Given Cheesecake Factory's massive menu, it's easy to see why a little wait staff handholding may be necessary. It also bears pointing out that Cheesecake Factory bucked the trend of of negative comps in the casual dining industry. Despite the crummy weather and mall shoppers making holiday purchases online, Cheesecake Factory did post slightly positive comps: 0.9% during the quarter.
This doesn't mean that Cheesecake Factory is right.
One of the biggest selling points for Applebee's installation of 100,000 tablets this year is that it helps turn tables faster.

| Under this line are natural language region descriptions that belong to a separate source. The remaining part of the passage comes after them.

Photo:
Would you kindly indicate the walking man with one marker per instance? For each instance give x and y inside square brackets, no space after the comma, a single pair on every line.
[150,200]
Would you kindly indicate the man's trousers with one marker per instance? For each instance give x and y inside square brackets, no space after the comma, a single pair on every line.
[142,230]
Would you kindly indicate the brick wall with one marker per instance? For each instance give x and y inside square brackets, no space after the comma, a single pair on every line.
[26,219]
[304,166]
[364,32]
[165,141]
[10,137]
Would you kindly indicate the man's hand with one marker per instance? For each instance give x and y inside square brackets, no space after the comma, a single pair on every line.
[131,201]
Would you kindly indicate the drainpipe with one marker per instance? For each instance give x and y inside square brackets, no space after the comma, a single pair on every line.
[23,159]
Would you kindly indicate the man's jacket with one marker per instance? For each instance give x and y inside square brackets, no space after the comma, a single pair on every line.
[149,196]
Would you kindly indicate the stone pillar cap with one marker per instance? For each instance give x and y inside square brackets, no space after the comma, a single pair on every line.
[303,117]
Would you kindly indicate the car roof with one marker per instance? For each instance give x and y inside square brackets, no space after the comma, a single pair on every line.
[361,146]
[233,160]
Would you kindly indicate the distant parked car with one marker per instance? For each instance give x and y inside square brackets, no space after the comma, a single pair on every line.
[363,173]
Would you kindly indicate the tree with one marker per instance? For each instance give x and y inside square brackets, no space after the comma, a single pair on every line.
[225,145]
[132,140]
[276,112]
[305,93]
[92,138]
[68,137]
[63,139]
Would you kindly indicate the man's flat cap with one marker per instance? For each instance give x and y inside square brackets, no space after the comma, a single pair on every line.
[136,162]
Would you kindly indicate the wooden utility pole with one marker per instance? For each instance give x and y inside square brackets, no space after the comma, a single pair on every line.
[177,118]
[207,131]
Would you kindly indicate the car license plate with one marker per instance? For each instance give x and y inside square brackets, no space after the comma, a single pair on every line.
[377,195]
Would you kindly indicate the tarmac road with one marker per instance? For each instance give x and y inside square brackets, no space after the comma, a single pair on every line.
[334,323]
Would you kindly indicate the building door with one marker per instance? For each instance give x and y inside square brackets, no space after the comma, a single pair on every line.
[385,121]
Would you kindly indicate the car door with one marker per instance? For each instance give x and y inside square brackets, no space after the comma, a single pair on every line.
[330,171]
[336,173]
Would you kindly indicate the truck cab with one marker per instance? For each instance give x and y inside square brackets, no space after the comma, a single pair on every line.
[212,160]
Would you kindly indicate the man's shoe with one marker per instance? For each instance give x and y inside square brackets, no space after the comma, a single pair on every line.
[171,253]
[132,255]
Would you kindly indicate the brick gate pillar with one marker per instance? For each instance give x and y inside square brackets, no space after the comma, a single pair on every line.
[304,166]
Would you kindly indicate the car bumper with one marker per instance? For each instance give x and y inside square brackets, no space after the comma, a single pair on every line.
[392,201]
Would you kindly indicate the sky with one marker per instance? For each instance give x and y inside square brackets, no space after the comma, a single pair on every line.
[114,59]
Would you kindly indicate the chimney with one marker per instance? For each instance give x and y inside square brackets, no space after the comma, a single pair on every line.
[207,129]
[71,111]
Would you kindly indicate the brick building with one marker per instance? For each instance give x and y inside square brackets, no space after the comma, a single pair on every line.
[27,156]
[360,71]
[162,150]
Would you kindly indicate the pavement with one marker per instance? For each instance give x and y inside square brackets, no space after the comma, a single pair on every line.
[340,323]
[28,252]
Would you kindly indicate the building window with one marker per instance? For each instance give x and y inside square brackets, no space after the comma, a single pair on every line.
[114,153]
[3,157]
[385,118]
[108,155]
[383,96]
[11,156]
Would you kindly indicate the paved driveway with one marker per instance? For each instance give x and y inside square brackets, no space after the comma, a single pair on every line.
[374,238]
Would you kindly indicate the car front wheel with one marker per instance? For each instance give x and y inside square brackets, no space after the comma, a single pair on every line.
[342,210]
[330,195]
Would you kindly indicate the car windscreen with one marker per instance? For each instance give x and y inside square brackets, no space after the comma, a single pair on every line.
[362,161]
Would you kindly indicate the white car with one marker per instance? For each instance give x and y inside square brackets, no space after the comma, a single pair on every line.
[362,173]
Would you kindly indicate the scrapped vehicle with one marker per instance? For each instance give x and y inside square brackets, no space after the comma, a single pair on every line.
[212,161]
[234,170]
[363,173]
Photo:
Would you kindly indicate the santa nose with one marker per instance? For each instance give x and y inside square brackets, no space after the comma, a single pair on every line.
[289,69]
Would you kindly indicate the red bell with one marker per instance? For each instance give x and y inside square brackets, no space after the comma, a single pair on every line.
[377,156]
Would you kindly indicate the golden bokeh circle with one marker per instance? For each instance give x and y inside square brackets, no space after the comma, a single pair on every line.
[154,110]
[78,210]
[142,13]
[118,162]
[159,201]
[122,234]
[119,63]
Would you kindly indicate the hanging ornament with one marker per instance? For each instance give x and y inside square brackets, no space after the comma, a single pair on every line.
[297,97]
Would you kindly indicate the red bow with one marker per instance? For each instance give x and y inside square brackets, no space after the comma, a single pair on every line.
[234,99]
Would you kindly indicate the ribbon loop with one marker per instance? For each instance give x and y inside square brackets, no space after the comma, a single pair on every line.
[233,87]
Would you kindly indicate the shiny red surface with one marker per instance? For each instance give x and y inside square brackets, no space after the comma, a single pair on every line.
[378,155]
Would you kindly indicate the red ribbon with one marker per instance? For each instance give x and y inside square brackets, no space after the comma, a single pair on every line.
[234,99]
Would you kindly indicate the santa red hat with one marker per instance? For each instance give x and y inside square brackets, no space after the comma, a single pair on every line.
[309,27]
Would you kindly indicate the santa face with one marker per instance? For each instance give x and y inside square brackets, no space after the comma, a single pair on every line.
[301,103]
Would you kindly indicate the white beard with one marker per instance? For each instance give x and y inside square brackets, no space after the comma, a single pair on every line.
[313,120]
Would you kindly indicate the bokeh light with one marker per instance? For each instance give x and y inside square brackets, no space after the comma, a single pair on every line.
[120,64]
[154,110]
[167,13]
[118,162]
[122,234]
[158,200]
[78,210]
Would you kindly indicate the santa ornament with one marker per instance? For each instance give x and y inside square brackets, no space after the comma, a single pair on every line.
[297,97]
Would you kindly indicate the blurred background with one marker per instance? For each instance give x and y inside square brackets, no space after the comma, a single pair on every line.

Instead of having to flag down a waiter when a table is ready to order -- boom, there's the tablet. Instead of dealing with the four-trip process of closing out a meal (asking for the bill, getting the bill, handing over plastic after reviewing the bill, waiting for it to be returned after being processed), swiping a credit card at a table-side tablet settles the score. The company providing the Applebee's technology claims that tables using its device check out seven minutes faster than before. That may not be such a big deal for places like Chili's and Applebee's that aren't at full capacity most of the time, but it's a different story at Cheesecake Factory.
There's nothing wrong with the human connection that some diners crave, but many would prefer to save time and not have to worry about sending hand signals across a restaurant.
Cheesecake Factory is doing well, but it's not doing great. Total sales climbing 2% isn't all that impressive. Negative comps at its smaller Grand Lux eatery is something worth watching. If Brinker and DineEquity begin posting spikes in comps and customer satisfaction later this year, Cheesecake Factory had better not be so cocky that it ignores the inevitable.
"Right now we don't have a roadmap that talks specifically about adding technology for the sake of adding technology," Overton says.
That's fine, but when the technology makes the dining experience more convenient, it's just bad business to ignore the future.